Elle juge donc que l’administration est fondée à regarder les rémunérations en litige comme la contrepartie de l’usage ou de la concession de l’usage d’une marque, d’un savoir-faire ou d’informations demeurant la propriété de la société néo-zélandaise et à les considérer comme des produits tirés de la propriété industrielle ou commerciale et de droits assimilés, soumis à la retenue à la source.
Droit conventionnel - Dans un second temps, la cour se place du point de vue du droit conventionnel. D’abord, elle se réfère aux conventions franco-néo-zélandaise et franco-maltaise, qui prévoient toutes deux que les redevances provenant d’un État et payées à un résident de l’autre État sont imposables dans cet autre État et qu’elles sont aussi imposables dans l’État d’où elles proviennent, étant précisé que si la personne qui reçoit les redevances en est le bénéficiaire effectif, l’impôt ainsi établi ne peut excéder 10 % du montant brut des redevances.
La cour souligne que les rémunérations versées constituent des redevances pour l’application des deux conventions. Elle en déduit que la retenue à la source peut être appliquée au taux de 10 % aux sommes versées par la requérante à la société maltaise. Elle juge que dans ce cas, il n’est pas nécessaire de rechercher le bénéficiaire effectif des redevances, dès lors que les conventions conclues par la France avec Malte et avec la Nouvelle-Zélande permettent toutes deux l’application d’une retenue à la source au taux de 10 %.
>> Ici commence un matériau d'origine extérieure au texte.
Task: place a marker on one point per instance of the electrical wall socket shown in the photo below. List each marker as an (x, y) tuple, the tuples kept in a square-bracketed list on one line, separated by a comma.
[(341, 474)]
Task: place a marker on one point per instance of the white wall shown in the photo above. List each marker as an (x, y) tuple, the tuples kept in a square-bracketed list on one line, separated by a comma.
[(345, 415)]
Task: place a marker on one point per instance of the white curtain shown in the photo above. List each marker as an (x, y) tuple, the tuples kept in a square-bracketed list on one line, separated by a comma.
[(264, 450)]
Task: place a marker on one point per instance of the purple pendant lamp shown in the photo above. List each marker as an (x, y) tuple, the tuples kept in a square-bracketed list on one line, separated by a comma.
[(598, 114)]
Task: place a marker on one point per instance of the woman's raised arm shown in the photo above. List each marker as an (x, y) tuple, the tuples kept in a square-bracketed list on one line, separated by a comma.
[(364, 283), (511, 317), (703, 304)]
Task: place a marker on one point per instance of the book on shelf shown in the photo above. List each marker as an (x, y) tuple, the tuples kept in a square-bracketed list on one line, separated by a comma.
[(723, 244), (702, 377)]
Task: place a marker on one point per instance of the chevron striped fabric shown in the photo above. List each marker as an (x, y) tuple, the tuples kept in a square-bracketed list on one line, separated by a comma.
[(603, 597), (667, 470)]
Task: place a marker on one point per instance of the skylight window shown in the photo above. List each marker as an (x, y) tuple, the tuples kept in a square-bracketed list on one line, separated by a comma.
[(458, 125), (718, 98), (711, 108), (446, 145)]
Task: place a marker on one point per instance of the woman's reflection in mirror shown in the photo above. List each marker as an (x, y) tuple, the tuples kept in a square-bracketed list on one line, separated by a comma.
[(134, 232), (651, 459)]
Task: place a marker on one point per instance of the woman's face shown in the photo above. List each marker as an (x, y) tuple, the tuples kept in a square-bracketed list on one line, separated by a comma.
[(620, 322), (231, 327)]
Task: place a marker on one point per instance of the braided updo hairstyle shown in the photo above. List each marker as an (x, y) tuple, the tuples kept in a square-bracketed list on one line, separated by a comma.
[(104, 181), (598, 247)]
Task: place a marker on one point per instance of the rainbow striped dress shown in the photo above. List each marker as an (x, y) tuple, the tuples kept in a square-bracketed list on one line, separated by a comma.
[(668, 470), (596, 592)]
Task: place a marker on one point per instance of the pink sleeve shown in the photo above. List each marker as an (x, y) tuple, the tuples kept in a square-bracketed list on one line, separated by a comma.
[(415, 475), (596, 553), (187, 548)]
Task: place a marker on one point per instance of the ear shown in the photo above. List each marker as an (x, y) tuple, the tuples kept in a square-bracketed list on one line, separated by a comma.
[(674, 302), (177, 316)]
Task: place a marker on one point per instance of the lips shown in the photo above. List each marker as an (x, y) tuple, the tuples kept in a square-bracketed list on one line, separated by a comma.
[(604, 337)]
En revanche, la cour recherche le bénéficiaire effectif des redevances versées par la requérante à la société belge. Elle se fonde sur trois éléments : d’abord, les rémunérations en litige rémunèrent l’usage ou la concession de l’usage d’une marque, d’un savoir-faire ou d’informations demeurant la propriété de la société néo-zélandaise, ensuite, les flux financiers provenant des clients des pays des sous-distributeurs sont dirigés vers la Belgique puis Malte, et ensuite versés en Nouvelle-Zélande, et étaient donc effectivement dirigés vers le pays de résidence de la société Les Mills International, et enfin, le circuit de paiement des rémunérations a été modifié à la suite d’un contrôle et les paiements en cours au profit de la société néo-zélandaise ont été suspendus pour être transférés à la société belge. La cour estime que la requérante n’apporte pas d’élément de nature à établir que la société Les Mills Belgium pouvait utiliser les redevances sans obligation de céder les paiements reçus à la société néo-zélandaise.
Elle juge donc que la société belge n’a pas pu user de prérogatives, du fait d’un rôle économique propre ne se limitant pas à celui d’intermédiaire, sur des sommes qui ne seraient pas restées sous le contrôle de la société Les Mills International et disposer des rémunérations qui lui ont été versées. Elle en déduit que la société Les Mills International doit être regardée comme le bénéficiaire effectif des redevances payées et que c’est à bon droit que l’administration a appliqué aux sommes versées une retenue à la source au taux de 10 % en application de la convention conclue entre la France et la Nouvelle-Zélande.